“For our light and momentary troubles are achieving for us an eternal glory that far outweighs them all. So we fix our eyes not on what is seen, but on what is unseen. For what is seen is temporary, but what is unseen is eternal.” (2 Corinthians 4:17)
Evaluation is designed to fix our eyes on what is seen by qualified observers. Can this verse that emphasizes the superiority of the unseen have any application in TE?
It is tempting to use this verse to justify the use of constructivist approaches to evaluation that acknowledge the importance of unseen personal perspectives along with things that are seen. But there is a much more important application; the need for discernment in the TE process. Discerning the will of God, as revealed while participating in the evaluation exercise, is one of the consequences of viewing evaluation through the lens of a Christian worldview.
“There are unseen things, as well as things that are seen. And there is this vast difference between them; unseen things are eternal, seen things but temporal, or temporary only.
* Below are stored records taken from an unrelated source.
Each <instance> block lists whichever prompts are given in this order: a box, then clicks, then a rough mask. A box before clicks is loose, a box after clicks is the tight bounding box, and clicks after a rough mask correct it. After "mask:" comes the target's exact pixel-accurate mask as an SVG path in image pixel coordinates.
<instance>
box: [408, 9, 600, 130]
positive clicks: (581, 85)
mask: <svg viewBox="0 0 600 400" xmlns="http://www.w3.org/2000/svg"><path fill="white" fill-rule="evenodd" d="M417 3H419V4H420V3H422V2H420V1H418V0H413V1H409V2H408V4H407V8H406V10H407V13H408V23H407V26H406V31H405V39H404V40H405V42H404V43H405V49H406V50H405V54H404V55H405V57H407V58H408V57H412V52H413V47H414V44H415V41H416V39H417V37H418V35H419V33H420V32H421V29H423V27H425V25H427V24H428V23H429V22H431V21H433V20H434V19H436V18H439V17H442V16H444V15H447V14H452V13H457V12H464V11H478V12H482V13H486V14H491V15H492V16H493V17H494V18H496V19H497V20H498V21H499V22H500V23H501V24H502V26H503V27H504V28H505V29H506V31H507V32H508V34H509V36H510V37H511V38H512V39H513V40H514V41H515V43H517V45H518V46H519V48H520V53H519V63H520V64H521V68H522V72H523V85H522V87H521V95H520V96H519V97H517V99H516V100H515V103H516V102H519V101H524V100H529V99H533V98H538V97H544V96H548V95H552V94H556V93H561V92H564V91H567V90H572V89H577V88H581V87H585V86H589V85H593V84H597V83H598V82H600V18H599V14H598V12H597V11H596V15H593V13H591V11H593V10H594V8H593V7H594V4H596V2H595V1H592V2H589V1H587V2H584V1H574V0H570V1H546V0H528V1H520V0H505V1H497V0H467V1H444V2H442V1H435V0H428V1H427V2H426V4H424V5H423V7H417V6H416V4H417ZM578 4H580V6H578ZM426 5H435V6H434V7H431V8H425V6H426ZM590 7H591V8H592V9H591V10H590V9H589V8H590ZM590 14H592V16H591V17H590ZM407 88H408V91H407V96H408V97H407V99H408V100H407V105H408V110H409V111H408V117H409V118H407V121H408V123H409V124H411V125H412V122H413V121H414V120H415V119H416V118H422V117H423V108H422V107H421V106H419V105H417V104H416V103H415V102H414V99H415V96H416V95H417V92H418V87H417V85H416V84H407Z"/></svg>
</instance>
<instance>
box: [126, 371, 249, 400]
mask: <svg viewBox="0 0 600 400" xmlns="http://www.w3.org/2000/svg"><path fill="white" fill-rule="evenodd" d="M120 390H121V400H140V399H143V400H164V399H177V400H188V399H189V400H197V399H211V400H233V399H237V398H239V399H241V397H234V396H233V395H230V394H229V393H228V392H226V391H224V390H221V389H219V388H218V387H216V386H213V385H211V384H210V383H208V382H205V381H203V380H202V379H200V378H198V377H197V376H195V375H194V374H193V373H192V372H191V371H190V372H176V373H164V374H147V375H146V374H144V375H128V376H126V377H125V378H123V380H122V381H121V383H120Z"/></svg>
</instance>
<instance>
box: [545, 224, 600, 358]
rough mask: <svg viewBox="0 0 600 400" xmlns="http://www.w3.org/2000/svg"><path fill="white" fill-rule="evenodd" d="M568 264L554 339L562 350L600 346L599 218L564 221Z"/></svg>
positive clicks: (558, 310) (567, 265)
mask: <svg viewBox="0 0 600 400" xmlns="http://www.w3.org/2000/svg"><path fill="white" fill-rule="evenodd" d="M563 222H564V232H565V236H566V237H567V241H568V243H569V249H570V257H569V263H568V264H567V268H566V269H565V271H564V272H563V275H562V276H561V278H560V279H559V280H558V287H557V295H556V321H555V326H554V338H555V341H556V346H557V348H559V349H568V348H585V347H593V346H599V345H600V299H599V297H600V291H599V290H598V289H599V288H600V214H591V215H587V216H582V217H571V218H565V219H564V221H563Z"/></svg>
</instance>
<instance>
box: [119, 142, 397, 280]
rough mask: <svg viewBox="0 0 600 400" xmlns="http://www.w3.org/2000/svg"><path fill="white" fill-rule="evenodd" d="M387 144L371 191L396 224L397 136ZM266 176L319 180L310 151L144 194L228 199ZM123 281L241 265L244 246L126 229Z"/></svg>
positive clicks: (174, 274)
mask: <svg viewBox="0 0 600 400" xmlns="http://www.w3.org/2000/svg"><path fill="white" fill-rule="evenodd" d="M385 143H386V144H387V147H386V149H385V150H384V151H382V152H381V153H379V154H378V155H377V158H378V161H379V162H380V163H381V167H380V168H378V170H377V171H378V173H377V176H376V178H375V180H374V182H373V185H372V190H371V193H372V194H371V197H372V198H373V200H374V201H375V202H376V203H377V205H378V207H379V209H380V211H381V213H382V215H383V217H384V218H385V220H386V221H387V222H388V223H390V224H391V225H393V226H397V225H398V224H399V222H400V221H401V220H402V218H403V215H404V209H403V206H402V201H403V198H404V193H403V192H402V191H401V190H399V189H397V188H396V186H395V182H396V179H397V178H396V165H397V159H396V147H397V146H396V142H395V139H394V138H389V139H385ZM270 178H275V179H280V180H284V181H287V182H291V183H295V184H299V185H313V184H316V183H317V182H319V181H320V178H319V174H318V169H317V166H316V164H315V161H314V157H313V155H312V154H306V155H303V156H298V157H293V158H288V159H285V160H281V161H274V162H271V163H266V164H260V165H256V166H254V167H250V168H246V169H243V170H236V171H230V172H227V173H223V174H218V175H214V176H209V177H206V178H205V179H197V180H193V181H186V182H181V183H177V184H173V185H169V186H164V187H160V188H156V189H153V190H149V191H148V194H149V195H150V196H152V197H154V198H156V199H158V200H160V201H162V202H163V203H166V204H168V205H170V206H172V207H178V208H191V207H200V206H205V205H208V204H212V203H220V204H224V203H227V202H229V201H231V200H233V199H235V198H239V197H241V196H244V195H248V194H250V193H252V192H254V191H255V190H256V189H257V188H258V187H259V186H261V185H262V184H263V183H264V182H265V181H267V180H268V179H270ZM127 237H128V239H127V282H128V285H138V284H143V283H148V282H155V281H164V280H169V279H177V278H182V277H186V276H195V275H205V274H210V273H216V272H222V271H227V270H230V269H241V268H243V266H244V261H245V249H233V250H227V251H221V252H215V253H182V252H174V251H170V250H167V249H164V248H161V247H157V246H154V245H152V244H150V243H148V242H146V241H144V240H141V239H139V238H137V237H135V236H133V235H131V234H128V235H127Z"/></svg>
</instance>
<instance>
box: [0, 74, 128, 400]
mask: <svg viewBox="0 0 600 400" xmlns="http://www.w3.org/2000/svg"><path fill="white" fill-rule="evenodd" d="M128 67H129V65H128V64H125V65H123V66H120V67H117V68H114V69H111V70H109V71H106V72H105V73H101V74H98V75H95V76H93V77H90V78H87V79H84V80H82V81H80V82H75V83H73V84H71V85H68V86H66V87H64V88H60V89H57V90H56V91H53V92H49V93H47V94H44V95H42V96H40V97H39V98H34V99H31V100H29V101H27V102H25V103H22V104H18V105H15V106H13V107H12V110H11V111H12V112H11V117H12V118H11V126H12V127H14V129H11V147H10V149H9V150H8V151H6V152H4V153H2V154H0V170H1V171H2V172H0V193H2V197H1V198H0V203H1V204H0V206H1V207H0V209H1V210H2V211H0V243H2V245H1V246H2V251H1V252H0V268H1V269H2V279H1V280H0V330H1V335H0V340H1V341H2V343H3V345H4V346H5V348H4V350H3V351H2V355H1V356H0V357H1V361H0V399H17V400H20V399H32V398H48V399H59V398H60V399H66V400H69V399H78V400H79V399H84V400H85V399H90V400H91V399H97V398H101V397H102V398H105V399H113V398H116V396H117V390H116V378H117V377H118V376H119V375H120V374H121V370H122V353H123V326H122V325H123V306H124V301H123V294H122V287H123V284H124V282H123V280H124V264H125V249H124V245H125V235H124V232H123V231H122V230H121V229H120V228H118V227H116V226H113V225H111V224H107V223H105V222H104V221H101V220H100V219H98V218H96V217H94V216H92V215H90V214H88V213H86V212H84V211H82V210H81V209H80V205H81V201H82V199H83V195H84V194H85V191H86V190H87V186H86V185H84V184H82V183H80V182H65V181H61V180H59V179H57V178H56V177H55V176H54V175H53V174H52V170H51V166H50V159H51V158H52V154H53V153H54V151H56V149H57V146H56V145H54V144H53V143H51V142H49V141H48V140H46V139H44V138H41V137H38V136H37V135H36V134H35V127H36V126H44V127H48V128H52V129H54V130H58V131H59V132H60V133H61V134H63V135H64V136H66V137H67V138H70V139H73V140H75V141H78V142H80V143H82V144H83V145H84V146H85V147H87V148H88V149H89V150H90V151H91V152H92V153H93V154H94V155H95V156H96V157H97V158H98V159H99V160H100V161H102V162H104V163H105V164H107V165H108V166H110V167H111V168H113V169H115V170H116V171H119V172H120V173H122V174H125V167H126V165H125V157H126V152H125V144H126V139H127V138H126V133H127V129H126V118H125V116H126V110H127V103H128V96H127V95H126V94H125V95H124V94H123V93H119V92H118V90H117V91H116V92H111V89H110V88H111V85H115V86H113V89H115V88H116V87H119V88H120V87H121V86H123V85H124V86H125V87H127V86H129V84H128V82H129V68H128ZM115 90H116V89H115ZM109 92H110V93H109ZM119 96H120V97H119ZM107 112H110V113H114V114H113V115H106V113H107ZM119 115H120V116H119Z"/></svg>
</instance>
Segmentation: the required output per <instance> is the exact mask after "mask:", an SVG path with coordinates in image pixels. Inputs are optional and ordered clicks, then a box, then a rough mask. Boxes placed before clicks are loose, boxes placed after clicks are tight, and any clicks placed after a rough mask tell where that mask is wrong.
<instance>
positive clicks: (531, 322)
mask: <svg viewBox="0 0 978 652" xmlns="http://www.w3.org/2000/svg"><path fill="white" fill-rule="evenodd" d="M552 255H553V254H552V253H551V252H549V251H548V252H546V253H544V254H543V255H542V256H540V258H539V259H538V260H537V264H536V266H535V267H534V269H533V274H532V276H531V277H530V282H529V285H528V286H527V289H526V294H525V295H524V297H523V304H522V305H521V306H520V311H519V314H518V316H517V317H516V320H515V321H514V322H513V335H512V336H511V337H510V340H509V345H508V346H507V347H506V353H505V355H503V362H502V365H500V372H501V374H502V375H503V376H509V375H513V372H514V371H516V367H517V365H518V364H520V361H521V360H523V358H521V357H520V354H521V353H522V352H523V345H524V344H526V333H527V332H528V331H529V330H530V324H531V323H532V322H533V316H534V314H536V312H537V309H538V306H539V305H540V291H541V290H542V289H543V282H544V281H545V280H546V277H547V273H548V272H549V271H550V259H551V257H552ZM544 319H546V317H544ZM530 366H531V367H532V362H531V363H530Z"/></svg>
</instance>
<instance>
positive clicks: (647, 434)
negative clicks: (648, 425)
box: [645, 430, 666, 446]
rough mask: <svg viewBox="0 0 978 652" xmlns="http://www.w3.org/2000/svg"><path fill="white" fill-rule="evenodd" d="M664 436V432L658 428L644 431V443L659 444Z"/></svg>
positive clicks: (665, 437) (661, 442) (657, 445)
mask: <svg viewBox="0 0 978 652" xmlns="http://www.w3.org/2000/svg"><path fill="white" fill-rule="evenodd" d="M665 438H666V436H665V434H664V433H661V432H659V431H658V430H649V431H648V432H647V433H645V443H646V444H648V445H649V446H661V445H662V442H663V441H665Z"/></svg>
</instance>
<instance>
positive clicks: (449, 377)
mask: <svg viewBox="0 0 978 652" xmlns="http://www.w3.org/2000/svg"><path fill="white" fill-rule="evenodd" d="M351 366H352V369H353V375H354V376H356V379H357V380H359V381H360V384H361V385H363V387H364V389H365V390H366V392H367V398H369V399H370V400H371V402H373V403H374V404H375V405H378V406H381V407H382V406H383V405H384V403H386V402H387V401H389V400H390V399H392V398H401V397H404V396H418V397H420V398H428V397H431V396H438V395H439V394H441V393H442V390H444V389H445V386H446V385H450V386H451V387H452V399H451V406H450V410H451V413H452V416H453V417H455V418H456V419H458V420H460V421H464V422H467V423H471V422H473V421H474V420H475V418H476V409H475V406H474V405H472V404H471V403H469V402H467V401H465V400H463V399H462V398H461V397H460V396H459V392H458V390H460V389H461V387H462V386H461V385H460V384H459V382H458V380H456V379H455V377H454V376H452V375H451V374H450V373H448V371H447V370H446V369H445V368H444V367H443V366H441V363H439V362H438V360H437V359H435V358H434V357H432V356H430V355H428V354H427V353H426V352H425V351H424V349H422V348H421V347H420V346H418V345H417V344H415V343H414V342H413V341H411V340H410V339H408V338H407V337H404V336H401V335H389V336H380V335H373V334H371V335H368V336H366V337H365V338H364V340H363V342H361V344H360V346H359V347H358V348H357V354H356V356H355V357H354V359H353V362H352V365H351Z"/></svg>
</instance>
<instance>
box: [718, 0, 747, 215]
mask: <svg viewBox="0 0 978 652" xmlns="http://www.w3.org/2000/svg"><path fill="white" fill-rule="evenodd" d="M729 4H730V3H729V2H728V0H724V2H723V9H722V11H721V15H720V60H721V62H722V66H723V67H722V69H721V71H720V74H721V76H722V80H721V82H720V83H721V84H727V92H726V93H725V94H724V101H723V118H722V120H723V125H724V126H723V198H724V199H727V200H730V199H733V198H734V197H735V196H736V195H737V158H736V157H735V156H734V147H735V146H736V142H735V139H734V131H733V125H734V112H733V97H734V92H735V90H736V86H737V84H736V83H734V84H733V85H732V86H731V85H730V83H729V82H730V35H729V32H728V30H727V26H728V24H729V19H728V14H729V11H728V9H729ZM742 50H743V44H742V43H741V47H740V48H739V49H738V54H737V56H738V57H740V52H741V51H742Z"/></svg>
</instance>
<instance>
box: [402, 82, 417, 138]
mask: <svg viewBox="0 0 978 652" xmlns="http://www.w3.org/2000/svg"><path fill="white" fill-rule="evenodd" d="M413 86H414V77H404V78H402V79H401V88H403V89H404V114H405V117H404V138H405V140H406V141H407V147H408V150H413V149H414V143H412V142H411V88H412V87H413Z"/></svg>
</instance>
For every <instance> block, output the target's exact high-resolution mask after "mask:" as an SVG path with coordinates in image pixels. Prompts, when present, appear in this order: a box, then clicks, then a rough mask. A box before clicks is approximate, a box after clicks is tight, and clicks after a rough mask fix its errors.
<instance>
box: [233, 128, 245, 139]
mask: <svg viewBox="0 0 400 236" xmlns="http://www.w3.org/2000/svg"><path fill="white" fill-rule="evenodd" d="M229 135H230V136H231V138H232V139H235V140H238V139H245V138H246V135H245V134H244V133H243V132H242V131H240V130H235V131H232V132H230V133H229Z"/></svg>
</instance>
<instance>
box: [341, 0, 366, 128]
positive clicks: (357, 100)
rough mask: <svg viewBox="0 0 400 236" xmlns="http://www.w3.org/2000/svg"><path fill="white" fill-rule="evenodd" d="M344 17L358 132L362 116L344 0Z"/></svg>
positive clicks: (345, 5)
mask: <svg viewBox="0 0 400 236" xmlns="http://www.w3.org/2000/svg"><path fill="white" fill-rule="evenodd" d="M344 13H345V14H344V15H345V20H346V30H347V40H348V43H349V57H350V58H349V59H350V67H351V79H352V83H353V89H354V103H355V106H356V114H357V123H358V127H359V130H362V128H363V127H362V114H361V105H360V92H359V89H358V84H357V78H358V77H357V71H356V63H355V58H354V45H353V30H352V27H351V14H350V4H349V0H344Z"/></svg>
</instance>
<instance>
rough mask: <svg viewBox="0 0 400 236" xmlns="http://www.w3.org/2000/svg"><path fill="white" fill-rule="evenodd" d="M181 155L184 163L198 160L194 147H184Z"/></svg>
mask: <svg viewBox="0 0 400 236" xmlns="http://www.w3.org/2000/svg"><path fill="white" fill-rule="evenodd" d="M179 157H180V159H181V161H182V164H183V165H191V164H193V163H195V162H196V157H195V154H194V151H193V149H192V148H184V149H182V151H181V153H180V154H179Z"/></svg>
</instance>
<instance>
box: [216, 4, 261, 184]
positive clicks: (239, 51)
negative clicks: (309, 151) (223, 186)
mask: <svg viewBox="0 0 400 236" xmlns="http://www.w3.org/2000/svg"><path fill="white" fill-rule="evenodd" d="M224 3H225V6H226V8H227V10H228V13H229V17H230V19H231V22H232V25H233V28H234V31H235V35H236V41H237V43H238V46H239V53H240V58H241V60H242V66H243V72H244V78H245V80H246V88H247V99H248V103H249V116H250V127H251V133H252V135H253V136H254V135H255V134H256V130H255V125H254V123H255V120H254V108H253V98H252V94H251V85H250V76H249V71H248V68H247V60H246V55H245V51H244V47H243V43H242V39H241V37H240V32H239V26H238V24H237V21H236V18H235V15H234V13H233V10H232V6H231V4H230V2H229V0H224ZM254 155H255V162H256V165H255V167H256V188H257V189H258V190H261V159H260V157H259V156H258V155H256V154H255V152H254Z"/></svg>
Let us then look off from the things which are seen; let us cease to seek for worldly advantages, or to fear present distresses. Let us give diligence to make our future happiness sure.” (Matthew Henry commentary)
Short-term results based on what is seen is the typical outcome of most evaluations. Recommendations for going forward with the evaluated program are based on those results. In TE such recommendations should emerge from discernment as evaluators and stakeholders reflect on what really matters in community development. Describe recommendations for program improvement, recommendations for better alignment between program and mission, and provocative propositions regarding a better future from an eternal glory perspective.